Bayram, sigorta şirketleriyle hastaneler arasındaki dijital iletişim altyapısının önemine de dikkat çekti. “Hizmetin hızlı ve verimli olması için sistemlerin güçlü ve uyumlu çalışması gerekiyor” diyen Bayram, şöyle devam etti: “Hastanelerle kurulan iletişim sadece ticari değil, operasyonel açıdan da büyük önem taşıyor. Teknolojik altyapı sektörün geleceği açısından belirleyici. Bunlara hep birlikte yatırım yapıyoruz. Sigorta süreçlerinde hız ve verimliliğin en kritik unsurlarından biri dijital sistemlerin entegrasyonu. Sigortalılar hastaneye gittiklerinde hızlı bir şekilde provizyon alabilmeli. Burada sadece bizim sistemlerimiz değil, kamunun Medula sistemi de devreye giriyor. Bu sistemlerin uyumlu çalışması son derece önemli. Mapfre Sigorta olarak dijitalleşmeye yönelik yatırımlarımızı sürdürüyoruz. Yeni teknolojiler bu süreçte kilit rol oynuyor. Şu ana kadar sistemlerin uyumlu çalıştığını görüyoruz. Önemli olan bunu daha da ileriye taşımak. Yapay zekâ ve diğer teknolojik altyapılarla bu yapıyı geliştirmek için çalışmalar yürütüyoruz” dedi.

Kamu ve özel sektör el ele vermeli

Bayram, sağlık sigortalarının yaygınlaşmasında kamunun desteğinin önemine dikkat çekerek, “Türkiye sosyal bir devlet. Sağlık hizmetinde devletin rolü güçlü olmalı ancak özel sektör de bu yükü paylaşmalı” dedi. Türkiye’de kamu kurumlarının sağlık sigortası alanındaki gelişmelere aktif şekilde destek verdiğini vurgulayan Bayram, “SEDDK olsun, Türkiye Sigorta Birliği olsun, Sağlık Bakanlığı olsun herkesin bu konuda destek verdiğini görebiliyoruz. Zaten olması gereken de bu aslında. Gelişmiş ülkelerde de sağlık hizmetinin yükünü ağırlıklı olarak devlet karşılıyor. Ancak özel sektör bunun içinde ne kadar çok pay alırsa, kamunun yükü de o kadar azalır.
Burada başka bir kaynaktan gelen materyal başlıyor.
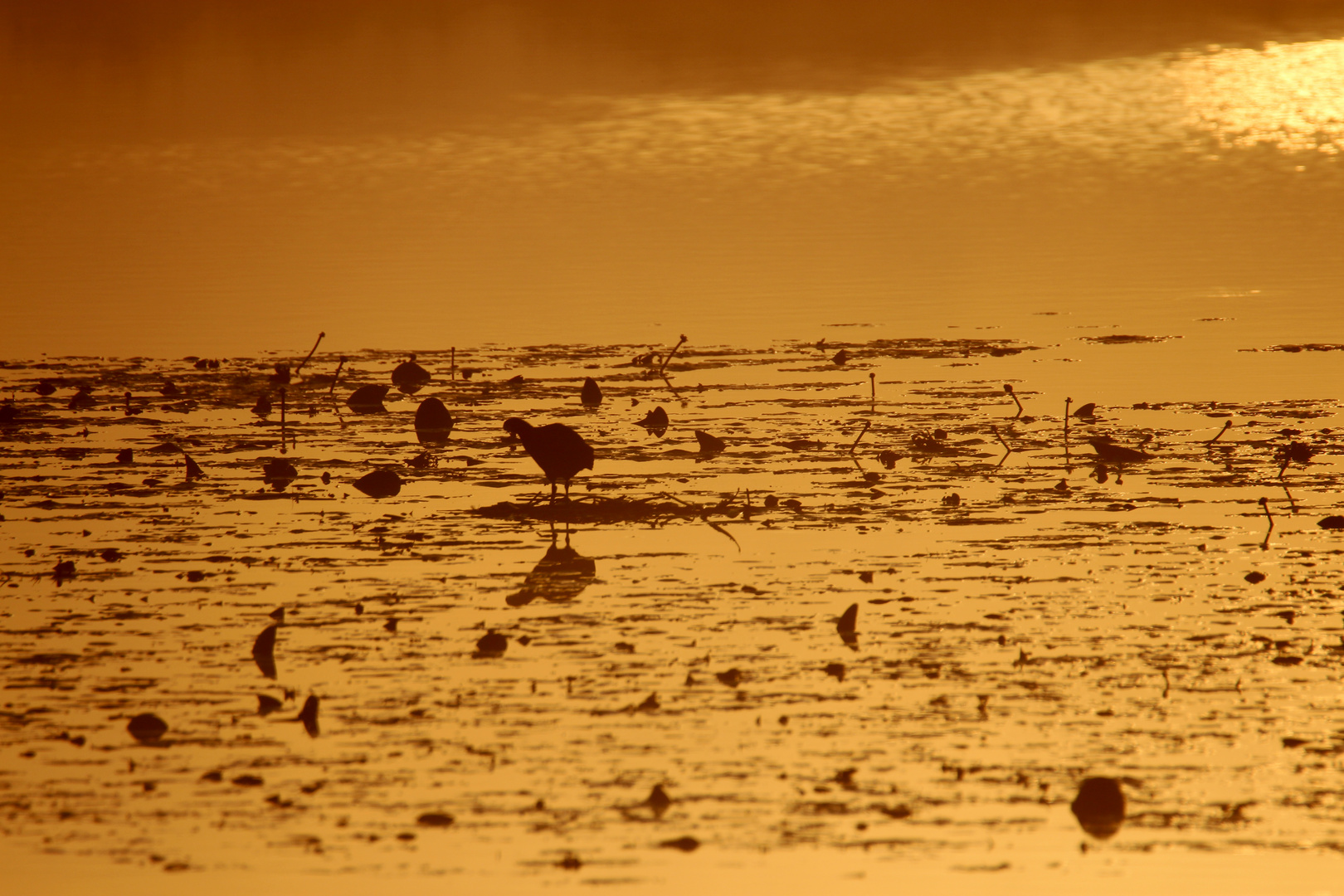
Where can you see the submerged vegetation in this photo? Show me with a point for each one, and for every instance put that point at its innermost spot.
(874, 586)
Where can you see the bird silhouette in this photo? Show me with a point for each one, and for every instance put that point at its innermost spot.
(557, 449)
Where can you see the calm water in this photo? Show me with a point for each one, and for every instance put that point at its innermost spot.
(1136, 207)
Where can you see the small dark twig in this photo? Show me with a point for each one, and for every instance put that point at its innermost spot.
(999, 436)
(671, 353)
(336, 377)
(866, 425)
(320, 336)
(1270, 518)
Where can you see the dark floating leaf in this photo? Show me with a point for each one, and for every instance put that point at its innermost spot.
(733, 677)
(82, 399)
(1099, 806)
(435, 820)
(849, 620)
(709, 444)
(433, 422)
(63, 570)
(308, 715)
(1125, 340)
(368, 399)
(264, 650)
(684, 844)
(1112, 453)
(659, 801)
(379, 484)
(656, 421)
(410, 377)
(492, 644)
(279, 473)
(847, 626)
(1294, 453)
(147, 728)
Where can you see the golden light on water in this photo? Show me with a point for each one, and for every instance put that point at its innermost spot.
(1288, 97)
(864, 616)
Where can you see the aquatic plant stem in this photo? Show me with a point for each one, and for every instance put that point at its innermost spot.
(866, 426)
(320, 336)
(336, 377)
(680, 342)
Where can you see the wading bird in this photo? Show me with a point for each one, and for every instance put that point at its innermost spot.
(557, 449)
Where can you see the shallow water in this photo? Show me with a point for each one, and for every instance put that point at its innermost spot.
(1040, 627)
(1129, 207)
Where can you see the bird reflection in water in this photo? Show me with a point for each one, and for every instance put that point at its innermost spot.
(558, 577)
(1099, 806)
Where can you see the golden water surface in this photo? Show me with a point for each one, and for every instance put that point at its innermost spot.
(882, 253)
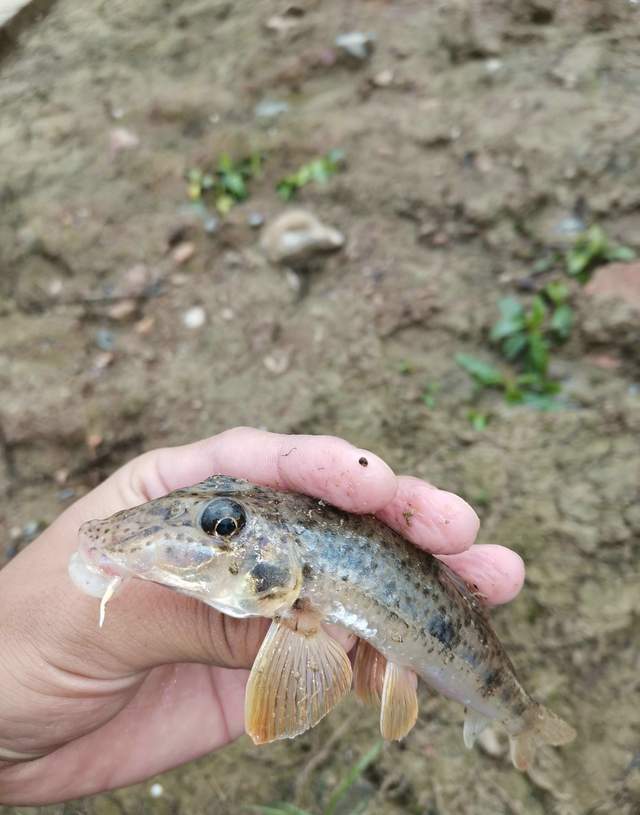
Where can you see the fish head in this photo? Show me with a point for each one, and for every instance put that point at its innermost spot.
(220, 541)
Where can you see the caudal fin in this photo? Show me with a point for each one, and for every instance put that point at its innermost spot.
(543, 727)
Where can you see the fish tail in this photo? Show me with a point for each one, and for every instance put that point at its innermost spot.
(541, 727)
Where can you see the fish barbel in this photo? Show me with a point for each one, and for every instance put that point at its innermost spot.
(251, 551)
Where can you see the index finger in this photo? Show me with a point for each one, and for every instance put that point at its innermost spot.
(324, 467)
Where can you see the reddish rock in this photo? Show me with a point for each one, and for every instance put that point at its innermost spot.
(617, 280)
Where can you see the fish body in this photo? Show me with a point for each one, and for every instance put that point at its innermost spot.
(251, 551)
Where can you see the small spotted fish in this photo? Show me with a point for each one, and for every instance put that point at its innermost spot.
(251, 551)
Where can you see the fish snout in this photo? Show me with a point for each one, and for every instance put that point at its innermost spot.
(94, 538)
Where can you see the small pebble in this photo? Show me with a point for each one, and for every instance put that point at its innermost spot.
(156, 790)
(122, 139)
(105, 339)
(211, 224)
(255, 219)
(296, 235)
(270, 109)
(183, 252)
(194, 317)
(103, 360)
(492, 66)
(55, 287)
(356, 45)
(66, 494)
(121, 310)
(383, 79)
(278, 362)
(94, 440)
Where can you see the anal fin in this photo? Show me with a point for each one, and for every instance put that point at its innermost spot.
(368, 674)
(299, 675)
(474, 724)
(542, 727)
(399, 703)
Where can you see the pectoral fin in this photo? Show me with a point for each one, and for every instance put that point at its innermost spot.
(399, 709)
(368, 674)
(299, 675)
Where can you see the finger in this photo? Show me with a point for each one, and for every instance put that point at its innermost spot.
(497, 572)
(438, 521)
(322, 466)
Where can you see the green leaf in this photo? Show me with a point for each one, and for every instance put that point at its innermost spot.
(621, 253)
(540, 401)
(537, 313)
(234, 184)
(514, 346)
(487, 375)
(538, 353)
(224, 203)
(352, 776)
(286, 190)
(562, 321)
(556, 291)
(477, 420)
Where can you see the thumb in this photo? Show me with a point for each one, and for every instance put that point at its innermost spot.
(146, 625)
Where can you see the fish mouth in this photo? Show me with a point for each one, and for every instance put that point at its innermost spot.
(93, 555)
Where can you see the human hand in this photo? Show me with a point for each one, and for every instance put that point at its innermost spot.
(163, 682)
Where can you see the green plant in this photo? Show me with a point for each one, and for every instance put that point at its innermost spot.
(227, 184)
(525, 337)
(336, 796)
(592, 248)
(430, 394)
(319, 170)
(477, 419)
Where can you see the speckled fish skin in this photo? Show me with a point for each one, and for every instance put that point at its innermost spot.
(353, 570)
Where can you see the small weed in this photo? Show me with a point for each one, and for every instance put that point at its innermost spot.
(525, 337)
(228, 184)
(591, 249)
(336, 796)
(477, 419)
(429, 395)
(319, 170)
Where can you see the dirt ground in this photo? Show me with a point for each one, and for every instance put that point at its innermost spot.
(473, 135)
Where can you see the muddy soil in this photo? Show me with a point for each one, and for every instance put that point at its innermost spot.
(474, 134)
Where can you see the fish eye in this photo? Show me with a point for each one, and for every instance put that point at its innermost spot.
(222, 518)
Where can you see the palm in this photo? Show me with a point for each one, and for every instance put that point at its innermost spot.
(144, 687)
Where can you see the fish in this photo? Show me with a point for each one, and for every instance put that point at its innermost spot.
(247, 550)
Bu da ülke ekonomisine olumlu yansır” diye konuştu.

İspanya’daki payın üç-dört kat gerisindeyiz

MAPFRE Sigorta’nın İspanyol şirket olması nedeniyle sağlık sigortası alanında İspanya ve Türkiye arasındaki farkı yakından gözlemlediğini belirten Bayram, bu farkın kapatılabileceğine inandığını söyledi. İspanya’daki özel sektörün sağlık harcamalarındaki payının, Türkiye’dekinin neredeyse üç-dört katı kadar ileride olduğunu belirten Bayram, “Biz de oralara doğru gitmeliyiz. Bu sadece sigorta sektörünün yapabileceği bir şey değil; kamu kurumlarının da bu konuda desteği olacağını düşünüyoruz, desteği de görüyoruz” ifadelerini kullandı.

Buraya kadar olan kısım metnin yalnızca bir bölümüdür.